Well, lets try to plot some points.

In [15]:
plt.figure()

plt.subplot()

# The coordinates for the bounding box of the map
westlimit=-127.09; southlimit=24.17; eastlimit=-63.72; northlimit=49.81

# Define the map object
america = Basemap(resolution='i',
                projection='merc',
                llcrnrlon=westlimit,llcrnrlat=southlimit,
                urcrnrlon=eastlimit,urcrnrlat=northlimit)

# Draw the lines on the map
america.drawmapboundary(fill_color='#46bcec')
america.fillcontinents(color='#f2f2f2',lake_color='#46bcec')
america.drawrivers(color='#46bcec')
america.drawcoastlines()

america.readshapefile('./resources/states/cb_2016_us_state_500k', 'states')

# Some Random Sales data with geo-coordinates
records = pd.read_csv('./resources/SalesJan2009.csv')

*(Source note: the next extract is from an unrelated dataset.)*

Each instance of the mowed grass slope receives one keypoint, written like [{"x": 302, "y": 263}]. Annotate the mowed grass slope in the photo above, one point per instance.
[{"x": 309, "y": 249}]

# For each pair of latitude and longitude, get their map projection
# and plot that projection onto the map.
for lat, long in records[['Latitude','Longitude']].as_matrix():
    x, y = america(long, lat)
    america.plot(x,y, 'o', markersize=5, color='#e17362')


plt.show()
/home/cai29/anaconda3/lib/python3.6/site-packages/mpl_toolkits/basemap/__init__.py:1767: MatplotlibDeprecationWarning: The get_axis_bgcolor function was deprecated in version 2.0. Use get_facecolor instead.
  axisbgc = ax.get_axis_bgcolor()
/home/cai29/anaconda3/lib/python3.6/site-packages/mpl_toolkits/basemap/__init__.py:3260: MatplotlibDeprecationWarning: The ishold function was deprecated in version 2.0.
  b = ax.ishold()
/home/cai29/anaconda3/lib/python3.6/site-packages/mpl_toolkits/basemap/__init__.py:3269: MatplotlibDeprecationWarning: axes.hold is deprecated.
    See the API Changes document (http://matplotlib.org/api/api_changes.html)
    for more details.
  ax.hold(b)

The above map plotting provides context to the plot, and provides information on

  1. Why there are gaps between certain data points ( rivers )
  2. Why certain clusters are formed where they are ( near waterfronts and major roads )

Interactive Plots

Let's use plotly package to create interactive plots. Interactivity matters because it allows further analysis and isolation of certain parts of the data.

In [16]:
import plotly.plotly as py
import plotly.graph_objs as go
In [18]:
myIris = pd.concat([X,Y], axis=1)

x0 = myIris[myIris[0] == 0]['Sepal Width']
x1 = myIris[myIris[0] == 1]['Sepal Width']
x2 = myIris[myIris[0] == 2]['Sepal Width']
trace0 = go.Histogram(x=x0)
trace1 = go.Histogram(x=x1)
trace2 = go.Histogram(x=x2)

data = [trace0,trace1,trace2]

layout = go.Layout(barmode='stack')
fig = go.Figure(data=data, layout=layout)

py.iplot(fig)
Out[18]:

Animation

There are additional visual tools that you can use, that for the scope of this course we will only mention. Please refer to these links:
https://matplotlib.org/api/animation_api.html

https://matplotlib.org/2.0.0/mpl_toolkits/index.html

Terms to review

  1. Data Visualization
  2. Histogram
  3. Density plot
  4. plotly
  5. animation

Further reading

Sources

[1] Hastie, Trevor, et al. Elements of Statisical Learning.